Ingredients for the recipe:
- 0.5 cup dark brown sugar
- 1/4 cup soy sauce
- 2 tbsp. l. rice vinegar
- 2 tablespoons hoisin sauce
- 2 cloves garlic, crushed
- 2.5 cm ginger root, peeled and finely chopped (about 1 tbsp)
- 700 g of skinless pork belly
- 15 frozen bao buns
- 2 tablespoons of vegetable oil
- 4 green onions, thinly sliced
- 1 red jalapeño, thinly sliced
- 0.5 cups tightly packed fresh cilantro leaves
We recommend
Recipes with similar ingredients: smoked pork brisket, rice vinegar, hoisin sauce, cilantro, jalapeno pepper
Cooking the dish according to the recipe:
- In a medium bowl, combine the sugar, soy sauce, vinegar, hoisin, garlic, ginger, and plenty of black pepper. Cut the pork belly in half and place in an 8-inch square baking dish, fat side up. Pour the marinade over the pork belly, cover tightly with foil, and refrigerate for at least 2 hours or overnight.
- Preheat oven to 150°C.
- Roast the brisket, uncovered, until tender and easily pierced with a fork, about 2 hours. Transfer to a cutting board and set aside. Pour the cooking liquid from the pan into a medium skillet, bring to a simmer over medium heat, and cook, stirring occasionally, until reduced by half, about 15 minutes.

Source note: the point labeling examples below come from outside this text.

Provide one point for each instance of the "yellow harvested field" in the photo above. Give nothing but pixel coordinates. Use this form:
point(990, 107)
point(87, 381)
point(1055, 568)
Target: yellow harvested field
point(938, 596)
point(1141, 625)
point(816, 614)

- Meanwhile, prepare steamed bao buns according to package directions.
- In a small skillet, heat the vegetable oil over high heat until very hot. Add the green onions and jalapeño and cook until softened, 1-2 minutes. Transfer to a small plate.
- Cut the pork belly into 15 pieces. Once the sauce in the pan has thickened, turn off the heat, add the pork belly, and turn it over once to coat with the sauce.
- Place a piece of pork belly in each bun, sprinkle with the green onion-jalapeno mixture, and garnish with cilantro leaves. Serve immediately.